On 3/14/19 2:29 PM, Florian Lindner via Boost wrote:
Am 14.03.19 um 10:11 schrieb Andrey Semashev via Boost:
I haven't had experience with Lustre, but I'm guessing it may be related. Did you try calling fsync between close and rename?
No, I was assuming that close() does this. I have modified the code to
{ namespace fs = boost::filesystem; auto path = getFilename(); auto tmp = fs::path(path + "~"); fs::create_directories(tmp.parent_path()); boost::iostreams::streamboost::iostreams::file_descriptor_sink ofs(tmp); ofs << info; ::fdatasync(ofs->handle()); ofs.close(); fs::rename(tmp, path); }
Reproducing the bug is hard, as so far, it only has appeared on really huge runs with more than 4000 processors.

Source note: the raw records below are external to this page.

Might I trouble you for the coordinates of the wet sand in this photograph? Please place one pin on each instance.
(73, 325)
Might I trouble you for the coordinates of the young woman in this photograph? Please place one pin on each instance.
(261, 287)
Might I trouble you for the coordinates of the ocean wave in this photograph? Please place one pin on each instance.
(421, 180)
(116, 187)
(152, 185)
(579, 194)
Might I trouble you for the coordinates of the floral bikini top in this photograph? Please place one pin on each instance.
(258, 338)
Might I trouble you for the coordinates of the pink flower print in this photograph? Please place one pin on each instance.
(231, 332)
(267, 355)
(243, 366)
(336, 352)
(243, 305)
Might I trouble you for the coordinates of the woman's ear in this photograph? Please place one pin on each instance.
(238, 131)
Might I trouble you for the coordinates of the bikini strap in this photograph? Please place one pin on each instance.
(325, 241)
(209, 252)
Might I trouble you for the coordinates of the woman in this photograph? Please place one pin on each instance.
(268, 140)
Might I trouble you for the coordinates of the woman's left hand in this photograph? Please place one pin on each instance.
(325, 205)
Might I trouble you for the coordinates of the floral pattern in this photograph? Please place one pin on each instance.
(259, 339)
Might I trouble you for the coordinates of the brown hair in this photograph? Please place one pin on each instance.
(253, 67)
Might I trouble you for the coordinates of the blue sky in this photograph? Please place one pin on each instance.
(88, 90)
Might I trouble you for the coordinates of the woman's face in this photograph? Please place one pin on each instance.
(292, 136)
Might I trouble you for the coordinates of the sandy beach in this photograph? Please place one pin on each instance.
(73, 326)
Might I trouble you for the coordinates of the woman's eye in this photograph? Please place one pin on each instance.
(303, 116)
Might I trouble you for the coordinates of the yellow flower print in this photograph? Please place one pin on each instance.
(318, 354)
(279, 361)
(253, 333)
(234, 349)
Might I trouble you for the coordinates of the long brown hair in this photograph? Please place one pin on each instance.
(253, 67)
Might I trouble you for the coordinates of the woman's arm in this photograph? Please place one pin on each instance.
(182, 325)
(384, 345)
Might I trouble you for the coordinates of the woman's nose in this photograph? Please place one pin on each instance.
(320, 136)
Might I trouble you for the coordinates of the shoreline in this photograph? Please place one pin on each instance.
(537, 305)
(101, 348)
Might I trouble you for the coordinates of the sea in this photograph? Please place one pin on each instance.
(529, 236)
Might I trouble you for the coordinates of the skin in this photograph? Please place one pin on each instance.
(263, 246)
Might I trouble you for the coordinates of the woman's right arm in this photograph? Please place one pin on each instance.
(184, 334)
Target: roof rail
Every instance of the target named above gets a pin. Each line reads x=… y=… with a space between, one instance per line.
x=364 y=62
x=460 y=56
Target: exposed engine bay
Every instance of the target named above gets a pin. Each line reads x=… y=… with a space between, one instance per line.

close doesn't guarantee that written data or metadata has reached the media. IOW, other processes may not observe the file creation immediately after close. fdatasync only guarantees that for data but not metadata. fsync guarantees that for both, which is why I explicitly mentioned it and not fdatasync. For distributed filesystems, "media" typically means something else than the physical storage on the nodes. Exactly what it means depends on the filesystem. Normally, one would expect that OS (and filesystem driver in the OS, in particular) would guarantee that file creation would be visible at least to the same process (thread) that created the file, even if that operation did not reach the media. I allow that Lustre doesn't maintain this guarantee, and if so, I would think this is a filesystem problem, not that of user's application or Boost.Filesystem. This may be a design choice (which would be wrong, IMHO) or even a configurable option with some tradeoff, not necessarilly a programming bug.